Eli Johnson, Weber County Emergency Management coordinator, told the Standard-Examiner on Friday that flood potential on the Ogden River is peaking in some areas.

“We’re kind of peaked on the south fork ,” he said. “The runoff there has hit its high. The next few weeks we’ll be at flood stage, but the next few weeks, everyday the peak flow is trending lower and lower. We’re anticipating we’ll be out of the flood stage on the south fork by the end of the month.”

He added the north fork is seeing the same trend as well, though he said there will be some short-term bumps in flows as temperatures rise more next week.

From there, Johnson said there’s still flooding risks rising elsewhere.

“We’re just kind of waiting to see what happens at the reservoirs and anticipate we’ll start to see higher flows starting to pick up in the western part of the county as they start releasing water from the reservoirs,” he said. “We’re kind of working on getting things cleaned up in the upper valley and starting to transition equipment from the upper valley as we trend that down and getting it repositioned out west.”

He said, so far, there haven’t been many notable instances of damage beyond last week’s partial washout of a section of state Route 39 in Weber Canyon and a landslide in Ogden Valley.

“The landslide … on Viking Drive, that’s still an issue that we’re monitoring,” he said. “We still have water running through that area, so there’s a potential that we may see some additional movement there. The engineers have been keeping a close eye on that, making sure that what’s getting washed isn’t necessarily starting to trigger another movement in the hillside.”
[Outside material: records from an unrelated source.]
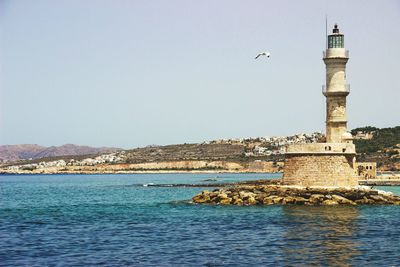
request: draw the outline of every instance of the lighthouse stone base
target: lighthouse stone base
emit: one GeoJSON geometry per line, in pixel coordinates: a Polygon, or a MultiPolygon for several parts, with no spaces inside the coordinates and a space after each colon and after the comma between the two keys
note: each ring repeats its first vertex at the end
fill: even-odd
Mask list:
{"type": "Polygon", "coordinates": [[[296,186],[355,187],[352,143],[296,144],[286,147],[283,183],[296,186]]]}

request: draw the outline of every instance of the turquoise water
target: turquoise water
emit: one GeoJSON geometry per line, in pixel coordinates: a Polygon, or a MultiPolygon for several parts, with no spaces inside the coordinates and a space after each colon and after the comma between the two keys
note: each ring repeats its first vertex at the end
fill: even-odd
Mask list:
{"type": "Polygon", "coordinates": [[[202,188],[135,186],[216,176],[274,177],[0,176],[0,266],[400,265],[400,207],[202,206],[185,201],[202,188]]]}

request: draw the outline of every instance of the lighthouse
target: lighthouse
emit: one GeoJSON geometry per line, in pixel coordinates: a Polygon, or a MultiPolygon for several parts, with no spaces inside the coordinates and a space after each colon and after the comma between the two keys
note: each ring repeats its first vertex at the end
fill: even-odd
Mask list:
{"type": "Polygon", "coordinates": [[[335,24],[327,36],[323,53],[326,66],[326,141],[290,144],[286,147],[283,183],[296,186],[354,187],[358,185],[358,165],[353,138],[347,132],[346,64],[349,53],[344,35],[335,24]]]}
{"type": "MultiPolygon", "coordinates": [[[[328,35],[323,53],[326,66],[326,141],[323,143],[290,144],[286,146],[282,181],[285,185],[355,187],[365,170],[376,170],[375,163],[356,162],[356,147],[347,132],[346,64],[349,52],[344,48],[344,35],[335,24],[328,35]]],[[[376,176],[375,173],[368,177],[376,176]]]]}
{"type": "Polygon", "coordinates": [[[346,63],[349,52],[344,48],[344,35],[335,24],[328,35],[327,48],[323,53],[326,65],[326,84],[322,93],[326,97],[326,142],[349,143],[347,132],[346,97],[350,87],[346,84],[346,63]]]}

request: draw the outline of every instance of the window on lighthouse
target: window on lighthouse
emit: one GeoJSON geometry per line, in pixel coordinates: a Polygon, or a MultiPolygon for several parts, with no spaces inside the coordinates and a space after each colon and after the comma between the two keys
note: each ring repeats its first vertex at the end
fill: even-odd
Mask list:
{"type": "Polygon", "coordinates": [[[328,38],[328,48],[343,48],[343,35],[331,35],[328,38]]]}
{"type": "Polygon", "coordinates": [[[338,36],[338,47],[343,48],[343,35],[338,36]]]}

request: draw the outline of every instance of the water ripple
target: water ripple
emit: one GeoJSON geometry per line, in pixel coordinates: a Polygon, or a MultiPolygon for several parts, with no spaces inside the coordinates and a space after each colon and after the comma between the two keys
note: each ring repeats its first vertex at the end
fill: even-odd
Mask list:
{"type": "Polygon", "coordinates": [[[1,266],[400,265],[394,206],[205,206],[187,202],[201,189],[124,186],[147,176],[39,177],[0,179],[1,266]]]}

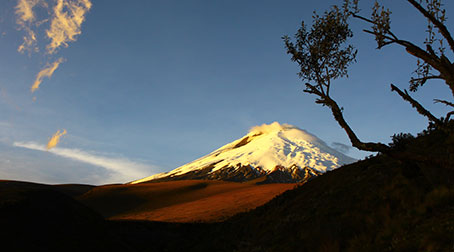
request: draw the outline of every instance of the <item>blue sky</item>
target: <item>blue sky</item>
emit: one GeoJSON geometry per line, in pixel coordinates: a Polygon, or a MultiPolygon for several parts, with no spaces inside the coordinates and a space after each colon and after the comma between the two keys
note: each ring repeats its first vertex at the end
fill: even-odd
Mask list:
{"type": "MultiPolygon", "coordinates": [[[[50,10],[57,1],[44,2],[50,10]]],[[[298,67],[281,39],[294,34],[302,20],[310,22],[313,10],[340,2],[96,0],[75,41],[49,54],[50,21],[33,26],[40,51],[19,53],[25,30],[17,23],[18,1],[2,1],[0,178],[127,182],[174,169],[273,121],[328,144],[349,144],[330,111],[302,93],[298,67]],[[51,78],[31,93],[37,73],[60,58],[51,78]],[[62,129],[68,133],[60,151],[77,150],[107,165],[17,144],[45,145],[62,129]],[[113,163],[128,167],[119,171],[113,163]]],[[[426,21],[406,1],[382,2],[393,11],[395,33],[421,45],[426,21]]],[[[454,27],[453,3],[445,2],[447,25],[454,27]]],[[[361,1],[364,14],[371,4],[361,1]]],[[[36,20],[49,13],[36,7],[36,20]]],[[[426,119],[389,88],[390,83],[408,88],[415,59],[400,47],[376,50],[373,38],[361,32],[367,26],[355,22],[352,28],[358,62],[350,78],[336,81],[332,90],[352,128],[364,141],[385,143],[394,133],[423,130],[426,119]]],[[[428,83],[413,95],[434,114],[447,112],[432,103],[449,99],[443,83],[428,83]]]]}

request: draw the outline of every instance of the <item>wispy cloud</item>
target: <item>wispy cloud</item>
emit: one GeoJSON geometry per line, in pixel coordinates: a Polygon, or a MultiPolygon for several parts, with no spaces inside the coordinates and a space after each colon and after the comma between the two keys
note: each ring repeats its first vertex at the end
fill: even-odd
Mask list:
{"type": "Polygon", "coordinates": [[[47,143],[47,149],[50,150],[57,146],[58,142],[60,142],[60,137],[66,134],[66,130],[64,129],[62,132],[58,130],[49,140],[47,143]]]}
{"type": "Polygon", "coordinates": [[[24,28],[26,35],[24,36],[24,42],[17,48],[17,51],[24,53],[25,51],[29,52],[38,52],[39,49],[36,46],[36,35],[35,32],[29,27],[24,28]]]}
{"type": "Polygon", "coordinates": [[[153,166],[134,162],[127,158],[106,157],[98,154],[92,154],[80,149],[56,147],[48,150],[46,146],[35,142],[14,142],[13,145],[31,150],[47,151],[60,157],[105,168],[114,172],[115,174],[113,176],[123,182],[148,176],[153,170],[156,170],[153,166]]]}
{"type": "Polygon", "coordinates": [[[16,14],[19,16],[19,24],[29,23],[35,20],[33,7],[38,4],[39,0],[19,0],[16,6],[16,14]]]}
{"type": "Polygon", "coordinates": [[[36,34],[32,29],[33,22],[35,21],[35,14],[33,7],[35,7],[40,0],[19,0],[16,6],[17,24],[20,29],[25,31],[24,42],[17,49],[18,52],[24,53],[28,51],[38,51],[36,47],[36,34]]]}
{"type": "Polygon", "coordinates": [[[68,47],[68,42],[76,40],[90,8],[89,0],[57,0],[50,29],[46,30],[47,37],[51,40],[46,47],[49,54],[55,53],[60,46],[68,47]]]}
{"type": "Polygon", "coordinates": [[[43,81],[44,77],[50,78],[52,77],[52,74],[54,74],[55,70],[57,70],[58,66],[64,61],[63,58],[59,58],[52,64],[47,64],[46,67],[44,67],[39,73],[36,75],[35,82],[33,82],[33,85],[31,87],[32,93],[36,91],[36,89],[39,88],[39,85],[41,85],[41,82],[43,81]]]}
{"type": "Polygon", "coordinates": [[[56,0],[52,11],[49,11],[49,17],[43,20],[36,19],[33,9],[38,5],[49,8],[45,0],[17,1],[16,23],[25,31],[24,42],[17,49],[20,53],[39,51],[35,28],[49,20],[50,27],[46,29],[46,36],[50,43],[46,46],[46,52],[54,54],[59,47],[68,47],[68,42],[75,41],[76,36],[81,34],[81,25],[92,3],[90,0],[56,0]]]}
{"type": "Polygon", "coordinates": [[[292,125],[286,124],[286,123],[280,124],[278,122],[273,122],[271,124],[264,123],[262,125],[257,125],[257,126],[252,127],[249,130],[249,133],[265,134],[268,132],[289,129],[289,128],[295,128],[295,126],[292,126],[292,125]]]}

As for when floodwaters ebb for the season, there will be tens of thousands of sandbags throughout the region.

According to Johnson, the best thing to do is to just leave them.

“Deal with them as best you can,” he said. “A lot of the folks, especially along the rivers and stuff, we just generally ask them to try and leave them in place. For the most part, cut the bags open, leave the dirt in place, overseed it with grass seed and over time it’ll help build the bank up. The grass will establish a root system and over time they raise the level of the bank.”

He said the bags naturally deteriorate over time.

“We just basically use locally sourced sand out of the gravel pits. There’s no special (chemical) treatments that are placed on them at all,” he said. “The sand bags are designed to just naturally mulch up. It’s one of the reasons we’re always hesitant to start putting them out so early — once they start getting exposed to UV light and water and everything like that, they begin to break down.”